А в это время в России свирепствовала небывалая засуха, и невиданный ранее голод охватил 29 губерний. Умирали семьями, деревнями. Правительство как обычно, объявив чрезвычайное положение, медлило с практическими шагами. Передовая русская интеллигенция пыталась бороться. Собирались средства, пожертвования. «На голоде» работал Лев Толстой — ездил, собирал деньги, продукты, учреждал столовые, писал. Его статья «Почему голодают русские крестьяне?», как приговор истории, указывала на истинного виновника бедствия — на царско-помещичий строй. Ездили по стране с той же целью и другие писатели: Чехов, Глеб Успенский. В Нижнем Новгороде образовался живой центр помощи — Короленко.
Наука в лице ее лучших деятелей тоже сочла себя мобилизованной. Тимирязев читал бесплатные лекции в пользу голодающих, издал брошюру «Борьба растений с засухой». Ученые собирали денежный Фонд помощи…
Не осталась в стороне от народного горя и азиатская окраина.
По всей Сибири ходили подписные листы, устраивались вечера и концерты в пользу голодающих крестьян. Томские ученые — почти все — перевели половину своего годового жалованья в Фонд помощи. Петр Иванович Макушин снарядил несколько обозов с хлебом. Нечто похожее происходило в Иркутске, Минусинске, на Урале…
И все же это был каплей в неоглядном море. 1891 год остался в истории Российского государства как черный год.
Татьянин день
— Батюшка, Сергей Иванович… — робко приоткрыла дверь горничная.
— Никого не принимаю! — раздраженно обернулся на ее голос Коржинский. — Слышишь? Ступай. Скажи — болен. Болен!
— А я к больному и пришел, — донесся из-за двери мягкий басок Крылова.
— А-а, это вы…
Крылов с тревогой посмотрел на друга: нечесан, бледен, глаза ввалились, белая рубашка мята, расстегнута. Сам на себя не похож.
И в кабинете беспорядок, с дивана постель не убрана, а время уж далеко за полдень.
— Помешал? — спросил он, кивая на рукопись, лежавшую на письменном столе.

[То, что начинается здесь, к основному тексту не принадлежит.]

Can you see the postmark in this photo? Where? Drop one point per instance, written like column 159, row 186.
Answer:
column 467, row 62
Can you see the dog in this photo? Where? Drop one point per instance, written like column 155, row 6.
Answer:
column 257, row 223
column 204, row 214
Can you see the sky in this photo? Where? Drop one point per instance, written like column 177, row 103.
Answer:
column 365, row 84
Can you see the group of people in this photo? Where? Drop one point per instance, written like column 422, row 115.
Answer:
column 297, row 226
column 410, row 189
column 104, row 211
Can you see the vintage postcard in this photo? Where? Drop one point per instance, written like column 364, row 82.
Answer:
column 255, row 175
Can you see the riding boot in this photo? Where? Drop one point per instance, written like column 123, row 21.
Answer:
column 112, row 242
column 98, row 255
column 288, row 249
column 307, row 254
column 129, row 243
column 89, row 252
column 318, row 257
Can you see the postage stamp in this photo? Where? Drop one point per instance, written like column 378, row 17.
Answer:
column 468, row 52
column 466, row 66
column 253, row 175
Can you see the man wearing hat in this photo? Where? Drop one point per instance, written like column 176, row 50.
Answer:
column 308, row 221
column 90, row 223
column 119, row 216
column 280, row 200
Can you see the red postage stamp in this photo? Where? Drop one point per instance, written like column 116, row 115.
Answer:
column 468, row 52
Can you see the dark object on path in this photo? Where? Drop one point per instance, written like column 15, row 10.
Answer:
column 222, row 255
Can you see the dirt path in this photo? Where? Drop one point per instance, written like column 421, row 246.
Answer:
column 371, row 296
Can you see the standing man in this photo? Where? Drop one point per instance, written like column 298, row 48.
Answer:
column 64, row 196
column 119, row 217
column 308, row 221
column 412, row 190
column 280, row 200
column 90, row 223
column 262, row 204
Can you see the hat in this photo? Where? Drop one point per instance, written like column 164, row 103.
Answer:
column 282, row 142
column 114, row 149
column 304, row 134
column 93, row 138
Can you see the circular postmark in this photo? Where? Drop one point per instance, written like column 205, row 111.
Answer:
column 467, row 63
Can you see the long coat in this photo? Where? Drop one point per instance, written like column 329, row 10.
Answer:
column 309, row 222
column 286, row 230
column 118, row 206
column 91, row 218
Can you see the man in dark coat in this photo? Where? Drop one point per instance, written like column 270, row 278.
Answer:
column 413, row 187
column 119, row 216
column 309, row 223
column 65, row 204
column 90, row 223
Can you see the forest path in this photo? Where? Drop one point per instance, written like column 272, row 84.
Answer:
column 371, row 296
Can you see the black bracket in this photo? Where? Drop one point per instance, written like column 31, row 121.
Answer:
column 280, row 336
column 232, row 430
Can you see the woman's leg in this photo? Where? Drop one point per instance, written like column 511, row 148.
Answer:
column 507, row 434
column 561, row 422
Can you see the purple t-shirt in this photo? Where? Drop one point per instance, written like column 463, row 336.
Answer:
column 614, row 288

— Какое там! — махнул рукой Коржинский. — Да вы садитесь, — он рывком завернул на диване плед.
Крылов сел. А Коржинский молча заходил по комнате. Потом неожиданно остановился, выхватил из бумаг на столе какой-то листок и протянул:
— Прочтите.
Крылов поправил очки, взял бумагу. Лицо его опечалилось. Не читая, он знал, а точнее догадывался о том, что в ней было написано. Вот уже два месяца его друг ждал ответа на свой запрос о переводе в Петербург, и, похоже, нынче этот ответ пришел.
Нехотя, пересиливая себя, он стал читать. Это было действительно официальное уведомление в том, что вопрос с переездом ботаника Коржинского в Северную Пальмиру решен положительно. И уж на будущее вакантное место в Томском университете подобрана подходящая кандидатура — питомец известного ученого Тимирязева приват-доцент Московского университета В.В. Сапожников.
Крылов отложил письмо. Значит, всё решено.
Коржинский нервно закурил.
— Полно мучить себя, — тихо, с состраданием сказал Крылов. — Ехать так ехать. Чего уж… В Петербурге вам будет лучше.
— Правду говорите?! — с жаром прервал его Коржинский и затушил папиросу.
— А когда я вам врал?
— Никогда. — Коржинский ногой подтянул к дивану кресло и сел. — Но я хочу, чтобы вы меня поняли, — он искательно заглянул в глаза Крылову.
— Я понимаю, — ответил тот, пытаясь удержать друга от болезненного для них обоих разговора.
— Нет, вы послушайте! — вспыхнул Коржинский, не принимая всепрощенческого тона. — Я хочу, чтобы вы меня выслушали.
— Ну, хорошо. Я готов.
Коржинский сцепил на коленях длинные пальцы и… замолчал, не в силах отыскать такие слова, которые могли бы объяснить его душевное состояние.